Mount the upper coilover mount plate next.
Mounting the lower coilover mount requires drilling a 1/2″ hole per side of the car. Test fit the mount with the 2 bolt holes that are already drilled, then use a centering punch to mark the center of the new hole that requires drilling. If you don’t have a punch, get a 1/8″ drill bit and center it exactly as required in the mount hole, and lightly tap it with a hammer. The edge of the lower coilover mount should be parallel to the outside edge of the axle’s shock mount surface. Measure twice, because if you’re off then re-centering is difficult. Drill the 1/8″ hole in the mount, then upsize it and drill the 1/2″ hole. After the 1/2″ hole is drilled wallow it out some to give you slight adjustment. Once drilled, install the lower coilover mount and torque to spec (use washers on the aluminum side).
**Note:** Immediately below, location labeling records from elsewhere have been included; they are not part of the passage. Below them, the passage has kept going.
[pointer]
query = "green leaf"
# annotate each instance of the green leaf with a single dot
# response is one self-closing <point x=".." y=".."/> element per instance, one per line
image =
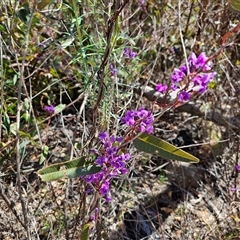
<point x="69" y="169"/>
<point x="44" y="154"/>
<point x="59" y="108"/>
<point x="2" y="27"/>
<point x="24" y="13"/>
<point x="235" y="5"/>
<point x="150" y="144"/>
<point x="42" y="4"/>
<point x="85" y="232"/>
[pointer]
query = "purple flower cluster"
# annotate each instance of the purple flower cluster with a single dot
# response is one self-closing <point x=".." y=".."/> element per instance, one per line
<point x="199" y="72"/>
<point x="141" y="3"/>
<point x="196" y="79"/>
<point x="113" y="71"/>
<point x="112" y="162"/>
<point x="161" y="88"/>
<point x="49" y="109"/>
<point x="128" y="53"/>
<point x="238" y="168"/>
<point x="140" y="118"/>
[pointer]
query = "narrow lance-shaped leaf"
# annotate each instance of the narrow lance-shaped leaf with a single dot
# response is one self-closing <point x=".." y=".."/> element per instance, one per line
<point x="150" y="144"/>
<point x="85" y="232"/>
<point x="69" y="169"/>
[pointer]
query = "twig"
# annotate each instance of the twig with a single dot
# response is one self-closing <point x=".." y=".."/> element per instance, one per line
<point x="18" y="117"/>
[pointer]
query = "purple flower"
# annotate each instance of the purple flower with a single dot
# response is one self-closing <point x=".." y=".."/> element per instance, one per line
<point x="184" y="96"/>
<point x="141" y="117"/>
<point x="128" y="119"/>
<point x="128" y="53"/>
<point x="112" y="161"/>
<point x="49" y="109"/>
<point x="113" y="70"/>
<point x="177" y="75"/>
<point x="104" y="188"/>
<point x="141" y="2"/>
<point x="102" y="136"/>
<point x="161" y="88"/>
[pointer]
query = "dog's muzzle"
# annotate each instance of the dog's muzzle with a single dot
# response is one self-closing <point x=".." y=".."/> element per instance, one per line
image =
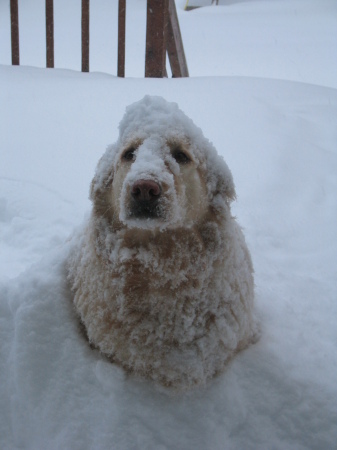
<point x="145" y="200"/>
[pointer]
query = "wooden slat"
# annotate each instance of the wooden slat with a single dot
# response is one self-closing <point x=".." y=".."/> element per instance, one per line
<point x="15" y="32"/>
<point x="85" y="35"/>
<point x="175" y="48"/>
<point x="121" y="39"/>
<point x="50" y="33"/>
<point x="155" y="56"/>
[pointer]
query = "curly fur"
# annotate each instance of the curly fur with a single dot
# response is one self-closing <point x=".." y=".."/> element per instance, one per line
<point x="171" y="298"/>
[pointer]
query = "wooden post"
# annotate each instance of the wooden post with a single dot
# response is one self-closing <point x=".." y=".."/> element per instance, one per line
<point x="15" y="32"/>
<point x="121" y="39"/>
<point x="85" y="35"/>
<point x="50" y="33"/>
<point x="155" y="56"/>
<point x="175" y="47"/>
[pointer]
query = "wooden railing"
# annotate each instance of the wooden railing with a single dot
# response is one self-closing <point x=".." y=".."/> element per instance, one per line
<point x="162" y="35"/>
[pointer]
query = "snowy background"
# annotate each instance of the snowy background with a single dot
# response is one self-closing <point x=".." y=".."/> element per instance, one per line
<point x="263" y="88"/>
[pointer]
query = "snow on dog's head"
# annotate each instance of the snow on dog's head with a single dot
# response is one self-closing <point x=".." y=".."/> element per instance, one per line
<point x="162" y="172"/>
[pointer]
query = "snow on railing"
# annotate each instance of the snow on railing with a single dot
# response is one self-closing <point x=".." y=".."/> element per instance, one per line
<point x="162" y="35"/>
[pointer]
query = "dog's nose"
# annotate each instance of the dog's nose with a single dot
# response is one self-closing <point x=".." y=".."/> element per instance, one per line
<point x="145" y="190"/>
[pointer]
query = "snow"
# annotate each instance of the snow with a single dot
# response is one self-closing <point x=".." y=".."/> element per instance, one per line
<point x="263" y="89"/>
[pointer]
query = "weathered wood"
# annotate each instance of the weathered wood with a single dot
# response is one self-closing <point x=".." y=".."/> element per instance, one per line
<point x="175" y="48"/>
<point x="156" y="27"/>
<point x="50" y="33"/>
<point x="121" y="39"/>
<point x="85" y="35"/>
<point x="15" y="32"/>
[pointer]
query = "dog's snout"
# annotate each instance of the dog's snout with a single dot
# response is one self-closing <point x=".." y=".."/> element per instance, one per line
<point x="146" y="190"/>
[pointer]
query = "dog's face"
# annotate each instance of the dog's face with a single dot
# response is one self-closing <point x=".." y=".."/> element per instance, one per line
<point x="158" y="183"/>
<point x="158" y="174"/>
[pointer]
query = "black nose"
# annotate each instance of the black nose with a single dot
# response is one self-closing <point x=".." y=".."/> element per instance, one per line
<point x="145" y="190"/>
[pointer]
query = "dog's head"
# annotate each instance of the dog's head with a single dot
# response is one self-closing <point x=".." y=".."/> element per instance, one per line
<point x="161" y="173"/>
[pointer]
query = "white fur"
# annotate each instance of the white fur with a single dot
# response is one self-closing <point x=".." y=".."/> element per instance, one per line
<point x="168" y="298"/>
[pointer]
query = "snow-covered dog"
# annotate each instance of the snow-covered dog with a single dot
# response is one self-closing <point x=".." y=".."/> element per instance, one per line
<point x="161" y="274"/>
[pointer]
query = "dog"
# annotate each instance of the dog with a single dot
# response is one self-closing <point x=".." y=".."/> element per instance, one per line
<point x="161" y="274"/>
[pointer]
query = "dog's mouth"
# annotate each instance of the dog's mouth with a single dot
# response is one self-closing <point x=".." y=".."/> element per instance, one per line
<point x="146" y="200"/>
<point x="145" y="209"/>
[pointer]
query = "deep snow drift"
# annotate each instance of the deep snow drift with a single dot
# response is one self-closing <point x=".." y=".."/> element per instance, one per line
<point x="279" y="139"/>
A note on assembly, the instructions don’t specify where washers go. I recommend using a washer anywhere you are turning against an aluminum surface. With this being said, my kit was missing one washer for each side for the 1/2″ bolt at the upper coilover mount.
Assemble and install the rear coilover assembly. The coilover over could be mounted upside down. Honestly I don’t know which is correct or if it matters, so I matched the front since it’s directional. This is the step where the rear exhaust may interfere with the new coilover position. If it does, you’re out of luck and you’ll have to remove the exhaust.
Final torque everything (except the rubber bushing on the upper control arm). Repeat for the other side of the vehicle. Lower the vehicle slowly to test for binding (including the driveshaft), and final torque the 2 rubber axle bushings.
Grease the lower control arms with a grease gun.
Reinstall rear sway bar if equipped. NOTE alignment shims may be required to ensure you don’t suck the new rear control arms inward and cause uneven loading on the inner bushing surface. The sway bar + shims should be flush or even slightly pressing against the rear control arm surface.
Done.
Completed Assembly:
As always, best of luck on your project! Thanks for reading!